Onizawa Naoya, Hanyu Takahiro
Research Institute of Electrical Communication, Tohoku University, Sendai, 980-8577, Japan.
Sci Rep. 2025 Feb 19;15(1):6118. doi: 10.1038/s41598-025-90520-3.
Probabilistic computing using probabilistic bits (p-bits) presents an efficient alternative to traditional CMOS logic for complex problem-solving, including simulated annealing and machine learning. Realizing p-bits with emerging devices such as magnetic tunnel junctions introduces device variability, which was expected to negatively impact computational performance. However, this study reveals an unexpected finding: device variability can not only degrade but also enhance algorithm performance, particularly by leveraging timing variability. This paper introduces a GPU-accelerated, open-source simulated annealing framework based on p-bits that models key device variability factors-timing, intensity, and offset-to reflect real-world device behavior. Through CUDA-based simulations, our approach achieves a two-order magnitude speedup over CPU implementations on the MAX-CUT benchmark with problem sizes ranging from 800 to 20,000 nodes. By providing a scalable and accessible tool, this framework aims to advance research in probabilistic computing, enabling optimization applications in diverse fields.

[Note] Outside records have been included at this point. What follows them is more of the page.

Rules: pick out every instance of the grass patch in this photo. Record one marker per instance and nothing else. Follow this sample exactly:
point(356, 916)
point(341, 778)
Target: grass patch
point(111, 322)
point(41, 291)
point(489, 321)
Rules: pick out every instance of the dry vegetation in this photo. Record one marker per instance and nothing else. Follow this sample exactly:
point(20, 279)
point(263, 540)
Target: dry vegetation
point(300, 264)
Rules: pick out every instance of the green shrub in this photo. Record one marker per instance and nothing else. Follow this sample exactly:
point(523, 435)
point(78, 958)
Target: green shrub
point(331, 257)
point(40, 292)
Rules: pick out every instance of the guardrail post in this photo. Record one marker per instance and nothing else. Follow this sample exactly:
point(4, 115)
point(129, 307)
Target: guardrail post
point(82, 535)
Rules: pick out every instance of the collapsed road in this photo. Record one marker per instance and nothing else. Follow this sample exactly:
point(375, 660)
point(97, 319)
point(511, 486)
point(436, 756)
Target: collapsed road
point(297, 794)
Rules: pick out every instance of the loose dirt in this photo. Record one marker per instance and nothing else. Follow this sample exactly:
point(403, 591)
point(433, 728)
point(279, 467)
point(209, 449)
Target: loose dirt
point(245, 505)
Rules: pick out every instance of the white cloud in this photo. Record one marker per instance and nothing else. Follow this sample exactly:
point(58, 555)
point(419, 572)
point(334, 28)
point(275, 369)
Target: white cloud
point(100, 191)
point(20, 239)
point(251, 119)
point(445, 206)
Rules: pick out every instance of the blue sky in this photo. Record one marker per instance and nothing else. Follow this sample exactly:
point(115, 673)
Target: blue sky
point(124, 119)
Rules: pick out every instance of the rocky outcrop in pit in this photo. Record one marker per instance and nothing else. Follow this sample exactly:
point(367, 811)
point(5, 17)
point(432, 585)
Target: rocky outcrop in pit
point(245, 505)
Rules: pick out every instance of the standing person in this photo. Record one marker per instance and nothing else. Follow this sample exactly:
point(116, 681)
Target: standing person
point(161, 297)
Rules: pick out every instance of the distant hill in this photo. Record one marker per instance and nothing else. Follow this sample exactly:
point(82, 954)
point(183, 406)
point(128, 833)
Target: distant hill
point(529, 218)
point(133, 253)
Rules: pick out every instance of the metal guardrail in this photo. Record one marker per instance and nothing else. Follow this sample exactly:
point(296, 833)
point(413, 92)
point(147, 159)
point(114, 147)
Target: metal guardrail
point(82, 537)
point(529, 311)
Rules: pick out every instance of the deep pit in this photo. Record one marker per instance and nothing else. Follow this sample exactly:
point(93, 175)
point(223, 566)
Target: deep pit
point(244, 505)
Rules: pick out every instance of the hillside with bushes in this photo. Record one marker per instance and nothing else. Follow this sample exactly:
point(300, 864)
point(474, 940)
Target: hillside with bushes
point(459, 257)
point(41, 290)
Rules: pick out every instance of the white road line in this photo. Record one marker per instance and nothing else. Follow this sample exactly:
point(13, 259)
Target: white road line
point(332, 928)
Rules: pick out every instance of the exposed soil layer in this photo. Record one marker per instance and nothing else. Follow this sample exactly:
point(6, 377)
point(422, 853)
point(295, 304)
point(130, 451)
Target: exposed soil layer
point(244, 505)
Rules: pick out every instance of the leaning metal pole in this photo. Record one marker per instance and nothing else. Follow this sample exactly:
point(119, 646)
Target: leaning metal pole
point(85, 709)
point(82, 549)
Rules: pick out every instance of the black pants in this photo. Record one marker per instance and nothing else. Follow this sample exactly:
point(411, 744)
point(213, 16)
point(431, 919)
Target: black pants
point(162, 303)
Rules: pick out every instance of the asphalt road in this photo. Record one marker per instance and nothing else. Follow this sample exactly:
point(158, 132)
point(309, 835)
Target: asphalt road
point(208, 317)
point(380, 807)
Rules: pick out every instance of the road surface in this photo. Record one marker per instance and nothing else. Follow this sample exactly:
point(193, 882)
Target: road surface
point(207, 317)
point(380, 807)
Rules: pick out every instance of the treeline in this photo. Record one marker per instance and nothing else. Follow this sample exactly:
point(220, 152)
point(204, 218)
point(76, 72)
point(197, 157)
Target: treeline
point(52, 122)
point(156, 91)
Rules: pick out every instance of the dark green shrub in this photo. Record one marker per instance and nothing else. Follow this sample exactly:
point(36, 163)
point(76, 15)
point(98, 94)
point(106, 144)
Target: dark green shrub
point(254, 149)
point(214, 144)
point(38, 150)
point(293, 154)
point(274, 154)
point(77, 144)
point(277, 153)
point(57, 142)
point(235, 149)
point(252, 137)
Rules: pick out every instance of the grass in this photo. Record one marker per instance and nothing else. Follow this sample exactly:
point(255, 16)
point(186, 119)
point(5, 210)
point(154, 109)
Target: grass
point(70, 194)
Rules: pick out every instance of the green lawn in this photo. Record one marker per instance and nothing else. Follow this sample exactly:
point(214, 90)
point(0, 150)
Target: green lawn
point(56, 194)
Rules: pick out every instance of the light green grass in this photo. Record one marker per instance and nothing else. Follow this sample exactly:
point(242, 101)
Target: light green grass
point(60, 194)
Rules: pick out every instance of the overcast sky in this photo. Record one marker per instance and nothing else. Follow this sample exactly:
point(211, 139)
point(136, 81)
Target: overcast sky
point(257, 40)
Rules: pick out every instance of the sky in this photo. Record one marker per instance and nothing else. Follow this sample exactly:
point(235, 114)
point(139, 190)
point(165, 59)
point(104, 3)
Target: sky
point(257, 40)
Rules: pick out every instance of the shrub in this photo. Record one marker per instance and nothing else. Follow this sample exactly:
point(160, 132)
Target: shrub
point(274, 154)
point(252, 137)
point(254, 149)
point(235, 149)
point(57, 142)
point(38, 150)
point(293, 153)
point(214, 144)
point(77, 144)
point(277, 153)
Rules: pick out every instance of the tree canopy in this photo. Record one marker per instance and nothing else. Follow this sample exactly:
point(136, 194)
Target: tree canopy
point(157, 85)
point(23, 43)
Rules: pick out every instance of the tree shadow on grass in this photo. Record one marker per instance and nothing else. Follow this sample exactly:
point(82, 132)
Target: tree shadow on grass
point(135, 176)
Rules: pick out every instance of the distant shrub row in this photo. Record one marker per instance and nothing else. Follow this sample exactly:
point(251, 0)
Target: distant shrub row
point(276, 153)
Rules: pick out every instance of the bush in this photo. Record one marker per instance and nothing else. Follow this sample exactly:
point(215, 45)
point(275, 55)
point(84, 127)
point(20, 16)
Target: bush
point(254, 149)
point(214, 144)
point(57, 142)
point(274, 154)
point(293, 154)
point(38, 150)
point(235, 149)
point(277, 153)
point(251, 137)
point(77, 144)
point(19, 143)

使用概率比特(p比特)的概率计算为解决复杂问题(包括模拟退火和机器学习)提供了一种高效的替代传统CMOS逻辑的方法。利用诸如磁性隧道结等新兴器件实现p比特会引入器件变异性,这原本预计会对计算性能产生负面影响。然而,这项研究揭示了一个意想不到的发现:器件变异性不仅会降低算法性能,还可能增强算法性能,特别是通过利用时序变异性。本文介绍了一种基于p比特的GPU加速开源模拟退火框架,该框架对关键器件变异性因素——时序、强度和偏移进行建模,以反映实际器件行为。通过基于CUDA的模拟,我们的方法在MAX-CUT基准测试中,对于节点数从800到20000的问题规模,比CPU实现方式实现了两个数量级的加速。通过提供一个可扩展且易于使用的工具,该框架旨在推动概率计算研究,实现不同领域的优化应用。